Le plan Paulson change de registre. « Nous passons en revue des stratégies destinées à soutenir l’accès des consommateurs au crédit en dehors du système bancaire« , a expliqué le secrétaire d’Etat au Trésor Henry Paulson afin d’expliquer la nouvelle philosophie du plan présenté le mois dernier et destiné à soutenir le système bancaire. Doté de 700 milliards de dollars, le fonds incriminé était destiné à racheter des actifs « toxiques », en majorité des produits de titrisation de crédits ou des prêts immobiliers, mais cette voie est aujourd’hui stoppée. Pour aider plus rapidement les banques, l’Etat américain va directement intervenir à leur capital en achetant des actions préférentielles. Il s’agit du « moyen le plus rapide et le plus efficace d’utiliser nos nouveaux pouvoirs pour stabiliser le système financier« , selon Henry Paulson, qui ne dispose plus que de quelques semaines pour mener à bien son plan.

Taux: l’appel de l’OCDE. Depuis Bruxelles, le secrétaire général de l’Organisation de coopération et de développement économiques, Angel Gurria, a souhaité contribuer au débat sur la façon de soutenir les économies occidentales suite à la crise. « L’inflation ralentit maintenant rapidement, grâce au recul des prix des matières premières. Alors que les attentes en matière d’inflation sont solidement ancrées et qu’un ralentissement économique substantiel devrait se développer, il reste une latitude pour de nouvelles baisses de taux« , a-t-il estimé. « Les taux d’intéret peuvent encore baisser », a-t-il ajouté, une semaine après la baisse d’un demi-point du principal taux directeur de la BCE, à 3,25 %.
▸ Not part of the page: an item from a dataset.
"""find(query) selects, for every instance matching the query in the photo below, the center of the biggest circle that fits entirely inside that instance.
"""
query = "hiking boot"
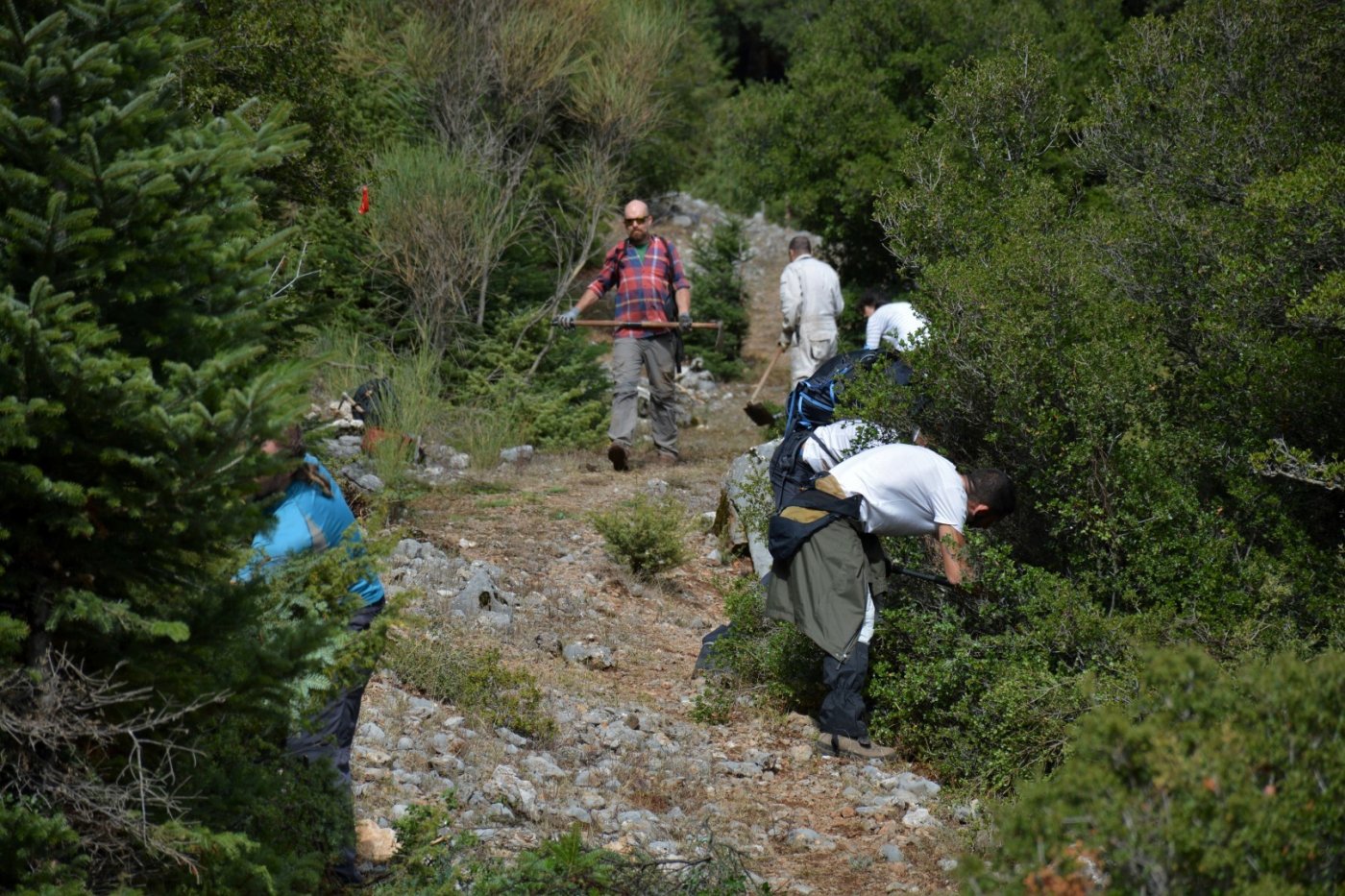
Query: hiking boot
(843, 745)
De lourdes pertes pour Natixis. Les informations divulguées hier matin par La Tribune ont provoqué de nouvelles secousses à la Caisse d’épargne et aux Banques Populaires, ses actionnaires: la banque de financement et d’investissement aurait perdu 975 millions d’euros dans des opérations de trading en octobre. La publication de ces lignes a poussé les dirigeants de l’établissement à avancer à hier soir – contre initialement ce matin – la publication des résultats, peu reluisants: le groupe indique accuser une perte nette de 234 millions d’euros au troisième trimestre, supérieure aux prévisions des analystes. Concernant les faits révélés par La Tribune, le directeur général de Natixis Dominique Ferrero a exclu l’hypothèse de quelques traders ayant dépassé leurs limites de risque pour évoquer « un marché extrêmement difficile, sans précédent connu pour ces activités ».